White Sands, New Mexico
Happy Earth Day!
One of the very best ways to help our fragile planet is to simply fall in love with it. Exploring earth means developing a relationship to the land, water and air we all depend upon for life. Once you’re in love, doing right by her isn’t a sacrifice at all.
It’s a pleasure.
Here is one of my favorite spots on earth: White Sands, New Mexico. I had only a vague knowledge of this national monument before I took a detour on my way to hike the Grand Canyon. I’m so glad I back-tracked a bit to see it, because as it turns out, it was even more amazing than the Grand Canyon.
I kid you not.
White Sands is a National Monument located in southern New Mexico and consisting of 275 square miles of white gypsum sand dunes. It is the largest gypsum dune field in the world. The sand is pure white and glistening. Visitors can choose several different hikes, including a wheel-chair accessible route. I did them all.

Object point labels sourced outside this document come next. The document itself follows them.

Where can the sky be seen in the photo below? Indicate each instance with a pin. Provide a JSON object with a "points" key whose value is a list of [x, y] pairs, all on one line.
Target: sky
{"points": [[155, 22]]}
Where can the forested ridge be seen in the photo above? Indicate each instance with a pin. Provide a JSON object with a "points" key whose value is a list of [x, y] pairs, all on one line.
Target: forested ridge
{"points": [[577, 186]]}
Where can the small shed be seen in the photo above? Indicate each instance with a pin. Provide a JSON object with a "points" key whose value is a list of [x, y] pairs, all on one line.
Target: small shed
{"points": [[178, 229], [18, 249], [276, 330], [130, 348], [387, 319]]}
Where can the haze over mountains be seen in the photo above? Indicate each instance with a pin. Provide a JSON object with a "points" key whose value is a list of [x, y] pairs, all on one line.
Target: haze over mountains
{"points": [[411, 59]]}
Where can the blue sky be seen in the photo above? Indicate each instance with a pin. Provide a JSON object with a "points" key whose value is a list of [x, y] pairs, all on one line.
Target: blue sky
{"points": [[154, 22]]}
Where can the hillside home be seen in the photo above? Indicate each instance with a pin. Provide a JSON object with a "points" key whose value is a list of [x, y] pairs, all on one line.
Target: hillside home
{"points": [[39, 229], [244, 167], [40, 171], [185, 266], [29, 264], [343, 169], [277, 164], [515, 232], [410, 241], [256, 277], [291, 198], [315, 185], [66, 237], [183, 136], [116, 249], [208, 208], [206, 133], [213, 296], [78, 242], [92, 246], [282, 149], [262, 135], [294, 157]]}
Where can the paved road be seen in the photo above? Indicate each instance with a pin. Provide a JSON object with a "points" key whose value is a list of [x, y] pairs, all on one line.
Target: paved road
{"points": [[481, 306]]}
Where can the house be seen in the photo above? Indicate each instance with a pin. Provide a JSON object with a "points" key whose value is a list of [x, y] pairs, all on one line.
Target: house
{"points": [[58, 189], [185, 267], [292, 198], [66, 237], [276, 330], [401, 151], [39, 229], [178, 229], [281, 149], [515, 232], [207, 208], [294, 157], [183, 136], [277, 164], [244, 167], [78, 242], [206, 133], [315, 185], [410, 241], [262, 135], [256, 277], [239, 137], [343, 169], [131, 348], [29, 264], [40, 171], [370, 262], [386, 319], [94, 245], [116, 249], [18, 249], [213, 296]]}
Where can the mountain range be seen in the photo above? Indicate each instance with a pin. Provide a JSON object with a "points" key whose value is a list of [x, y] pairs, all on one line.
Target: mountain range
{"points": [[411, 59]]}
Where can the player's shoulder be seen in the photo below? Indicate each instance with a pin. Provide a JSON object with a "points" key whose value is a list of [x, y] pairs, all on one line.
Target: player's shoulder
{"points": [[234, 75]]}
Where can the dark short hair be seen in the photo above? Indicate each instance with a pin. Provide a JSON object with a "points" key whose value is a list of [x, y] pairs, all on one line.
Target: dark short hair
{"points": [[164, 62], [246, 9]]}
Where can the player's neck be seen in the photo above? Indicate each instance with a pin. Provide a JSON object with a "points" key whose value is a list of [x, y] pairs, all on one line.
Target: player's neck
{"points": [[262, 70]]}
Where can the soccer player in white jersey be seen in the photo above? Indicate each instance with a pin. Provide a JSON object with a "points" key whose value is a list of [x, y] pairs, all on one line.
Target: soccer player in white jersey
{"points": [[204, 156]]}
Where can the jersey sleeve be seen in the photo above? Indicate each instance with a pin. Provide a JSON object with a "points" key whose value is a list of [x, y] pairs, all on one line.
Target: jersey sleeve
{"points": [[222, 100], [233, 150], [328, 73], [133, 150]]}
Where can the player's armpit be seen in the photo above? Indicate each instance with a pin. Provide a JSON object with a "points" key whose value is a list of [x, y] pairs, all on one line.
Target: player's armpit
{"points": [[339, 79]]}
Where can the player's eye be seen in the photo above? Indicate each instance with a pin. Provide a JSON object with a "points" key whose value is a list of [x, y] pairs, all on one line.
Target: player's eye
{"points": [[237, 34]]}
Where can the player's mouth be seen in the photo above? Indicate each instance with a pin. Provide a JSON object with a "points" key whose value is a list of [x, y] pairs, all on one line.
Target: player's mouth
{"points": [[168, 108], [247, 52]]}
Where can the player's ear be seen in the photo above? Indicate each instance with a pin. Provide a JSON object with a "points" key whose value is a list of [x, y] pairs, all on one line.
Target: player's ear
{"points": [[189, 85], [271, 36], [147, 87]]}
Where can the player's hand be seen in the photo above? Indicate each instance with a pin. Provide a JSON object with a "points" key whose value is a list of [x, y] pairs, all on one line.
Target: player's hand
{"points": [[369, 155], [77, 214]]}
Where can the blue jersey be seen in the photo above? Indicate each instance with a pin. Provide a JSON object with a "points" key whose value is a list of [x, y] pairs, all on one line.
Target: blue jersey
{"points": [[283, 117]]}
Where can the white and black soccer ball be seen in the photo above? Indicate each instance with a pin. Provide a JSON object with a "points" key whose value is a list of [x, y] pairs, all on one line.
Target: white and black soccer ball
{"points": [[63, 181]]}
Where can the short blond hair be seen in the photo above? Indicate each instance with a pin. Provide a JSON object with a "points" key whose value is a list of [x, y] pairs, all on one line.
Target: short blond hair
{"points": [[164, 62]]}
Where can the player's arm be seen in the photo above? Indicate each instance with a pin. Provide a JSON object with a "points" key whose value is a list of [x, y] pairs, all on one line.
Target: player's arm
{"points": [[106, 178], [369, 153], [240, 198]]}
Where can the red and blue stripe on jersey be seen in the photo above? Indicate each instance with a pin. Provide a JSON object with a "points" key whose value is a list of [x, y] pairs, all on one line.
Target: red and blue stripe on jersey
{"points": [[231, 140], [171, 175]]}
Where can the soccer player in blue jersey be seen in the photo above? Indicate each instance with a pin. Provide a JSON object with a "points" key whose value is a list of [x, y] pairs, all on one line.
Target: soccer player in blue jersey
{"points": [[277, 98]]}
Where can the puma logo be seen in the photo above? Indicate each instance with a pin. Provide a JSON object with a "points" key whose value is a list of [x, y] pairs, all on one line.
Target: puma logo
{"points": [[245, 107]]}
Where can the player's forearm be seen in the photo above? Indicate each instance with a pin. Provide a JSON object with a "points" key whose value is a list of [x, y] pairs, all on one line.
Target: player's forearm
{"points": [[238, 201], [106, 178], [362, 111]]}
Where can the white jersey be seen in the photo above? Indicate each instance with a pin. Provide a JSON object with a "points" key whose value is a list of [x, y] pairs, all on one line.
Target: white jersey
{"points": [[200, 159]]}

My favorite was a seven mile loop in the dunes. There wasn’t any plant life on that hike. Because the dunes constantly shift with the wind, the trail is just marked by little flag poles which appear every so often. There were many moments when I couldn’t see the next marker. I was utterly vulnerable and had to keep moving forward, reminding myself that I had signed the ledger indicating my name and the time I began my hike. A park ranger would come looking if I didn’t sign back in safe and sound. Still, my vulnerability, my smallness in this vast pure white desert surrounded by the very distant red rocks of a clay desert, was absolutely thrilling. At the half way point, I slowly twirled in a circle and then looked up in the sky and said out loud, to no one but God,
This is me on planet Earth.
I have never felt so singular on this blue planet bursting with life. Before the moment I gave birth to my first child, standing in the middle of the white gypsum sand dunes all by myself was the most spiritual moment of my life.
On this day, when everyone is talking about green, I am transported back to miles of nothing but sparkling white sand.
Pure.
As all of earth should be.
With not a soul around, my shadow served as my self-portrait. Something to hold and say, I was here, as the wind whisked my footprint away the minute I lifted my foot.